Richard Zenith

ZENITH, Richard. Pessoa: Uma biografia. Tradução de Pedro Maia Soares. São Paulo: Companhia das Letras, 2022 [2021 ed. estadunidense].

Editor, pesquisador e tradutor de Fernando Pessoa há mais de trinta anos, Richard Zenith escreveu uma biografia que já nasce com o selo de obra de referência. Ao longo de mil páginas, dilui-se a tradicional imagem do autor português como alguém cujas criações teriam de tal maneira eclipsado o criador que seria supérflua a consideração de sua experiência mundana. O livro propõe-se a lançar luz justamente sobre o Pessoa de carne e osso, relacionando o homem cotidiano e o escritor compulsivo ao mapear a sua vida imaginativa.

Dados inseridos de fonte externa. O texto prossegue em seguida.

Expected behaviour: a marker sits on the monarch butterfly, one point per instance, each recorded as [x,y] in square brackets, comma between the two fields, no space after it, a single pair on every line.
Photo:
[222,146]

Composto à maneira de um extenso romance – ou de um filme, conforme proposto pelo biógrafo –, o volume praticamente nos intima à leitura sequencial. Nenhum dos seus 76 capítulos foi intitulado, apenas as quatro partes em que se organizam: “O estrangeiro nato (1888-1905)” acompanha os primeiros anos de vida do futuro escritor em Portugal e depois na África do Sul; “O poeta como transformador (1905-14)” focaliza o progressivo amadurecimento do programa pessoano de transmutar as ideias e emoções de quem escreve nas de autores fictícios; “Sonhador e civilizador (1914-25)” realça a intensa participação de Pessoa na esfera pública, desde a efervescência de Orpheu até o neopaganismo da Athena; por fim, “Espiritualista e humanista (1925-35)” abrange o período em que o autor mais se interessou por fenômenos sobrenaturais e pelo mundo espiritual, até se posicionar firmemente contra o regime salazarista e quaisquer formas de opressão.

O obstinado acompanhamento de episódios históricos confere profundidade a esse retrato humano de Pessoa, cuja existência passa a compor mais uma peça de um enorme mosaico relativo a passagens marcantes da história dos dois países onde viveu. Evocadas com riqueza de detalhes, elas não apenas dinamizam a paisagem no fundo da tela, mas também, por vezes, matizam as opiniões do próprio biografado a respeito delas. Sem incorrer em anacronismos, o biógrafo tampouco se esquiva de abordar tópicos controversos da vida de alguém nascido no século XIX, mas que interessam ao público leitor do XXI, tais como colonialismo, racismo e sexualidade.

Tendo em vista a veracidade factual ao se permitir escrever de forma agradável, Zenith alcança uma feliz conjunção entre o modelo biográfico anglo-saxônico, carregado de minúcias relativas ao sujeito biografado (devidamente anotadas e referenciadas), e o francês, menos ambicioso do ponto de vista informativo e mais próximo da ficção por seu tratamento literário. Assim, ao conciliar rigor investigativo e fluência expositiva, o seu livro se torna atrativo não apenas a especialistas, mas também à generalidade do público.